Fifa’s super-careful technical committee looks at every eventuality in examining candidates to host the football World Cup.
But full-out war is hardly likely to be on its list of dangers. Countries presenting an outside chance of this are unlikely to make the short-list.
Nevertheless, the possibility presents itself in Morocco where an exasperated United Nations Secretary General Kofi Annan has flighted the possibility of removing peacekeepers from the Western Sahara.
UN peacekeepers have been there for the past 13 years.
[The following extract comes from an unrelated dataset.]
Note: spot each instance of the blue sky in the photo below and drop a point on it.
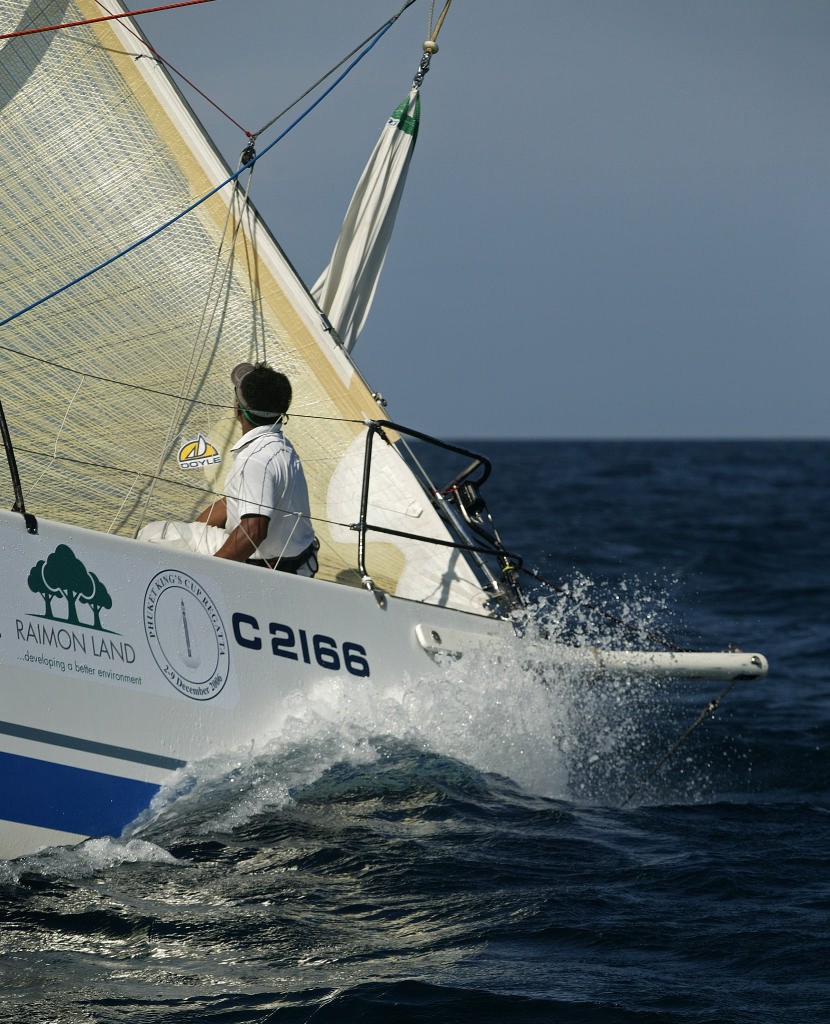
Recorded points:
(617, 218)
At a cost of $600-million they have kept the Polisario Front, the Saharawi liberation movement, from the throats of occupying Moroccan forces hiding behind a giant sand wall.
In that time the UN has determined exactly who is eligible to participate in a referendum on the future of the territory occupied by Morocco since 1975.
Morocco has reneged on repeated UN plans involving a test of popular Saharawi opinion, but this time it has surpassed itself by rejecting a plan drawn up at its behest by former United States secretary of state James Baker.
Because it proposed delaying the referendum for five years and left vital organs of government, including defence and foreign affairs, in the hands of the occupiers, Morocco assumed it would be rejected by the Saharawi government in exile.
However, the canny Saharawi leader, Mohamed Abdelaziz, called the Moroccan bluff and accepted the Baker plan, with all its drawbacks, last July.
Knowing that no amount of delay would ever change the Saharawis’ determination to get rid of the occupiers, Morocco embarked on yet another round of equivocation and delay.
It was supported, as ever, by the French government. But there are signs that the United States is losing patience with Rabat.
Certainly, Annan has lost his. When the UN Security Council met to consider renewing the mandate for the peacekeeping force, he said ”enough”.
”After the passage of more than 13 years and the expenditure of more than $600-million, it has become apparent that the United Nations is not going to solve the problem of the Western Sahara without requiring that one or both of the parties do something that they would not voluntarily agree to,” he told the UN news service.
The international community faces the choice of either pushing ahead with the process, bogged down by Moroccan intransigence, or pulling the peacekeepers out.
Since the Saharawis have already accepted the plan, the message is clear to Morocco. King Mohammed VI remains fearful that any concession on Western Sahara will result in the unravelling of his broke and divided kingdom, many parts of which remain no-go areas to the royal family. Like his father he also feels safer against any coup attempts by having the bulk of the army out of the way in the Western Sahara.
Abdelaziz told United Press International last month that Polisario remains ready to go back to war if the UN peace process option runs out.
”So long as there is hope, and the UN demonstrates its engagement for this referendum, we will continue collaborating with the UN,” he said. ”But when it fails to convince Morocco to accept the self-determination plan, we will be forced to defend our legitimate rights including by armed struggle.”
Facing an increasing domestic terrorism problem, Mohammed VI is in no position to go to war in the occupied territory.
Observers believe that if he was hoping to improve the kingdom’s case for hosting the World Cup by behaving reasonably on Western Sahara, he would have done so earlier.
Certainly, if Morocco loses the bid, the king will be obliged to dig his uncertain heels even deeper into the sand.